The answer is that you should ignore this idea that there’s a “scheduler” as an independent entity. It doesn’t exist like that in Windows.
In windows there are basically two functions for scheduling in the dispatcher. The first selects the most appropriate thread to run on a processor at any given time based on a number of factors such as thread priority, thread affinity, ideal processor, etc… . The second initiates a context switch between the current thread and the new one.
The Ke subsystem implements these functions and uses them to schedule threads in a distributed manner. Basically any time a Ke function is called which changes the state of a thread (to block it, to wake it up, to change its priority, to mark it as having exceeded a quantum) that function will invoke these two other functions to see if a different thread should be running and, if so, to swap over to it.
So you’ve got some user-mode code on a processor. That code will continue to run until it:
- Calls WaitForSingleObject, which calls the NtWaitForSingleObject system call which transitions to kernel mode and (eventually) calls KeWaitForSingleObject. KeWaitForSingleObject links the current thread onto the wait list for the object (say an event) then selects another thread which could be run and does a context switch
Gets a page fault. This triggers the kernel trap handler, which calls the memory manager which will initiate a page-in then calls KeWaitForSingleObject to block the thread until the I/O completes. KeWaitForSingleObject will select a new thread to run and switch to it.
- Is interrupted by a timer interrupt. The kernel’s timer interrupt handler will see if the current thread has run longer than its quota and, if so, will attempt to select a new thread to run. If the current thread is the highest priority thread in the system then it will be left on the processor. Otherwise the kernel code will get select a new one and switch to it.

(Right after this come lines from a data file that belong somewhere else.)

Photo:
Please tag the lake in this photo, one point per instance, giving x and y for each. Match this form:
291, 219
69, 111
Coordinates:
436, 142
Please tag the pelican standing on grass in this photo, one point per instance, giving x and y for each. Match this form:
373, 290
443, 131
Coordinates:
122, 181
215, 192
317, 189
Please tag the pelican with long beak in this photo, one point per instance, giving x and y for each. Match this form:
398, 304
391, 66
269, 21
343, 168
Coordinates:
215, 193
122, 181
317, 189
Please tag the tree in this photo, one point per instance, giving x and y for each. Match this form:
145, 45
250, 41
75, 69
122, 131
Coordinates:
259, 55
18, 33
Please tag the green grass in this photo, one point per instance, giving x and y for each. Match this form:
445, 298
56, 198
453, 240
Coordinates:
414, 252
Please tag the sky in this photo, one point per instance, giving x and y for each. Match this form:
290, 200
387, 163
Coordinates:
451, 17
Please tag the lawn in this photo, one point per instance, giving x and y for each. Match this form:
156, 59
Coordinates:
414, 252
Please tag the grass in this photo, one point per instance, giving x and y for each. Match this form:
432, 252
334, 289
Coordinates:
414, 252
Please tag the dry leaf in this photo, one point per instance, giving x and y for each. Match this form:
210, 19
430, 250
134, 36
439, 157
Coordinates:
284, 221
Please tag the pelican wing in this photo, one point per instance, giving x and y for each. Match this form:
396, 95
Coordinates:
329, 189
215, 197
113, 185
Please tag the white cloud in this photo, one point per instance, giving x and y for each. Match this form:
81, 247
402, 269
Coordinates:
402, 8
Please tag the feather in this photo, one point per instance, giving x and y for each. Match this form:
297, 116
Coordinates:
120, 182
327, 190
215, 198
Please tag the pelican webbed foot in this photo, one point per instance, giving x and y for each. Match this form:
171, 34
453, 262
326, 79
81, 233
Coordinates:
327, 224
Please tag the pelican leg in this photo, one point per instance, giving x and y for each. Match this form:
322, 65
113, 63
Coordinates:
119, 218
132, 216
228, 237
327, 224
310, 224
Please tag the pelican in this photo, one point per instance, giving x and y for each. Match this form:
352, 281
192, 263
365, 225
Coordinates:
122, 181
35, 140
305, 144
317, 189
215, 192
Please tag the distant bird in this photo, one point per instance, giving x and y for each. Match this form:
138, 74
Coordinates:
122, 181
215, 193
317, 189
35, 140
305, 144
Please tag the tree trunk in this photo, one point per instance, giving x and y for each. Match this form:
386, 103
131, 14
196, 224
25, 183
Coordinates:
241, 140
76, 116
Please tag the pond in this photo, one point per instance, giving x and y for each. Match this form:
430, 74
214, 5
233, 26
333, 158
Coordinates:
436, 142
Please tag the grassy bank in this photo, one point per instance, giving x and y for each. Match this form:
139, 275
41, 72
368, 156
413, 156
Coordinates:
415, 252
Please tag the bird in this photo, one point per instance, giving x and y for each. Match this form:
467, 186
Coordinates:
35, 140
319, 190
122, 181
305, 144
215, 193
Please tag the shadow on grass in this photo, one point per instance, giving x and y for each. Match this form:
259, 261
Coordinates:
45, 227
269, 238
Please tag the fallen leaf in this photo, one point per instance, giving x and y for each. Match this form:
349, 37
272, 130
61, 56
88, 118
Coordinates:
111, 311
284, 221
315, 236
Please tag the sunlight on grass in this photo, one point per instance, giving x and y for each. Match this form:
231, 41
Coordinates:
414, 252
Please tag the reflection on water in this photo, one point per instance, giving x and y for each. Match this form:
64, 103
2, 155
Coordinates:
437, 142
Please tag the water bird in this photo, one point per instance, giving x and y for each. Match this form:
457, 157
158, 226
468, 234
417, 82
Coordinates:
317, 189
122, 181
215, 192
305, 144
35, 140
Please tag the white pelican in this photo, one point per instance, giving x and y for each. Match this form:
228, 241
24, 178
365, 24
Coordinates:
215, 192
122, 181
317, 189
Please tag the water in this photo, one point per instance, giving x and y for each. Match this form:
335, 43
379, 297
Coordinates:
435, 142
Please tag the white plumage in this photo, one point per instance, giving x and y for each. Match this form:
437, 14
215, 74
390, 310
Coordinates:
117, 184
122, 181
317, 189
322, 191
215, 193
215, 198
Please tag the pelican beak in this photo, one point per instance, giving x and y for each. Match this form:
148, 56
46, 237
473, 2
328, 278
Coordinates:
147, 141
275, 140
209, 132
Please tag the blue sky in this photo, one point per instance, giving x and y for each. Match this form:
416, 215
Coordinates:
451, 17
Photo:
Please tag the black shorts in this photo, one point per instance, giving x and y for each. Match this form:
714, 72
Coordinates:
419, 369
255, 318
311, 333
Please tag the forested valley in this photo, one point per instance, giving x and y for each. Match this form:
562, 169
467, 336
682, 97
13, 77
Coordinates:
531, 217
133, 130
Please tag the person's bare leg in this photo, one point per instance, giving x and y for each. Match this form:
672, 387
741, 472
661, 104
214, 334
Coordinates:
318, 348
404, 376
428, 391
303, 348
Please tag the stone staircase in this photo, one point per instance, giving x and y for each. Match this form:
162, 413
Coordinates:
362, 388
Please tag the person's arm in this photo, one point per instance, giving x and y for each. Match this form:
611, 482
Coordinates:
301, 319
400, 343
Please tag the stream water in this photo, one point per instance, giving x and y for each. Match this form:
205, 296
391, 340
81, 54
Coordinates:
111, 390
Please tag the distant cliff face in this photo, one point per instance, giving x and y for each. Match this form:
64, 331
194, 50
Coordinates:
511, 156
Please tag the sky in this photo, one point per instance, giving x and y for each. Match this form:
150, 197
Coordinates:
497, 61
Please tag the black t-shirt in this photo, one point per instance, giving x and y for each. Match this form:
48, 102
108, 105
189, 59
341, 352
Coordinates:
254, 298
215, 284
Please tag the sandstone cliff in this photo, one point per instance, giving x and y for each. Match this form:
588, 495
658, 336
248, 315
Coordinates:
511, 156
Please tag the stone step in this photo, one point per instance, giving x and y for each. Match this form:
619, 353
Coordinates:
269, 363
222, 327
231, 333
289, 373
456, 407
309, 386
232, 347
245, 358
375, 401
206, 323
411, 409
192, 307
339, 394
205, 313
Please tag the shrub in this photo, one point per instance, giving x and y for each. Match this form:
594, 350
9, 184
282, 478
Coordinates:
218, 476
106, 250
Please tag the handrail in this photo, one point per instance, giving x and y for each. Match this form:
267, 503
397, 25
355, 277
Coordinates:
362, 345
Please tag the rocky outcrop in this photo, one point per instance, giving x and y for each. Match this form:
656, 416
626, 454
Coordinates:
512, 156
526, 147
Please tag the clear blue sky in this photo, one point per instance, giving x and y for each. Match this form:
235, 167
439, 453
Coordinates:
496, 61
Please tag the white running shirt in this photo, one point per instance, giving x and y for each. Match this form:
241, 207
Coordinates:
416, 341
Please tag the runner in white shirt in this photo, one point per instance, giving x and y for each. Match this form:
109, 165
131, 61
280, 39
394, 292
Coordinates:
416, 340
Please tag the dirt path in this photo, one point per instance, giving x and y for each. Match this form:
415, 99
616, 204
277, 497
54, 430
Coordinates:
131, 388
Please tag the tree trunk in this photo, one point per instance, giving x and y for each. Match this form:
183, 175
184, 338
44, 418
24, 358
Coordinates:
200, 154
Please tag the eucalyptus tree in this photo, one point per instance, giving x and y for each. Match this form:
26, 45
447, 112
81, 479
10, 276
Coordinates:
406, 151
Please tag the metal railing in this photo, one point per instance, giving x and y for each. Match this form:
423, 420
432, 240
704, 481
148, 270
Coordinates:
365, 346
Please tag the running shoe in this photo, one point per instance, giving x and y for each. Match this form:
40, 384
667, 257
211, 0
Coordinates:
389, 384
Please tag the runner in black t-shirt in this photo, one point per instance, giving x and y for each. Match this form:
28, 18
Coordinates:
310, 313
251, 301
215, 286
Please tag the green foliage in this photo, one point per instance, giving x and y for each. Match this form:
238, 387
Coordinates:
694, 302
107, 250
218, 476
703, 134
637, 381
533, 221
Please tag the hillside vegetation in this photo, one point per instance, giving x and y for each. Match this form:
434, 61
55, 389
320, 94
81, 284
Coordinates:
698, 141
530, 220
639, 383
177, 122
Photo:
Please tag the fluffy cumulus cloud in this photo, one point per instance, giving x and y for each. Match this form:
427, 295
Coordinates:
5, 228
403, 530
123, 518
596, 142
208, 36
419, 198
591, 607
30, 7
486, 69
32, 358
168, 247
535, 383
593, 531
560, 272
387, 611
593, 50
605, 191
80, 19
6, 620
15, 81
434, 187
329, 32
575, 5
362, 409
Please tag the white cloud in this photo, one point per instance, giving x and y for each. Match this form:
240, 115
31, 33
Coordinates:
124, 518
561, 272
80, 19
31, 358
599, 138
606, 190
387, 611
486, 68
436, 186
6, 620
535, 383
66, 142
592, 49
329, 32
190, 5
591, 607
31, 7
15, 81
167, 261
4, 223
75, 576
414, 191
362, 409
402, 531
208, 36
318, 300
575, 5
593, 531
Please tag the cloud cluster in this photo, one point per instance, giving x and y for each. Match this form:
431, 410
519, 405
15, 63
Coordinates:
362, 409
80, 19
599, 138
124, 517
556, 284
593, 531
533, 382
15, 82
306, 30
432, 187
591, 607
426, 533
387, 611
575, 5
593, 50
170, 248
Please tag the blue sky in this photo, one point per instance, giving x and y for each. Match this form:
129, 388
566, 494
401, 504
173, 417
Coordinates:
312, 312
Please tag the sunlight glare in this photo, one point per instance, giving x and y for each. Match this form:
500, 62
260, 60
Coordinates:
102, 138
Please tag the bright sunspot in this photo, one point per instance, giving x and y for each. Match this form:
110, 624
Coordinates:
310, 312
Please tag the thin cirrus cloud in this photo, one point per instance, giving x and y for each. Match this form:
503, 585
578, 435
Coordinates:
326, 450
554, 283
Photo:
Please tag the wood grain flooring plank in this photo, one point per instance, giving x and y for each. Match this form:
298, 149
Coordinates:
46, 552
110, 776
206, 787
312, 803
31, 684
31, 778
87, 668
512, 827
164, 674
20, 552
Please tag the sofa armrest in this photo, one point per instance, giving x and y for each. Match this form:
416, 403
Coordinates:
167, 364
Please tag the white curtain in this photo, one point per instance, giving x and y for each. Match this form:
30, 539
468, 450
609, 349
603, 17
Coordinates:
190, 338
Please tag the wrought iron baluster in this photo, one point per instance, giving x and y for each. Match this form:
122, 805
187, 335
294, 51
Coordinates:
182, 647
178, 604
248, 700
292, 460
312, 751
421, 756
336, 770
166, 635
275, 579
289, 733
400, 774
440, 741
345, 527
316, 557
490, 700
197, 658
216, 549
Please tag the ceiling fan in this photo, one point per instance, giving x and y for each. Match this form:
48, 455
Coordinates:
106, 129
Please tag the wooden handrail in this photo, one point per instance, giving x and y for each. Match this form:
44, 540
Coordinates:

- Is interrupted by a device interrupt which completes an I/O request initiated by another process. Often this involves boosting the priority of the other process by calling a Ke function. This function sets the new priority, then calls the selection function to see what process should be running on the processor. If there’s a better candidate after the priority boost then Ke will swap to the new thread
There are a number of other conditions which can cause a context switch, and I’ve dramatically oversimplified some of them, but hopefully this will help you get the idea. The responsibility for scheduling in NT is distributed across all threads in the system, which eventually end up in a Ke routine.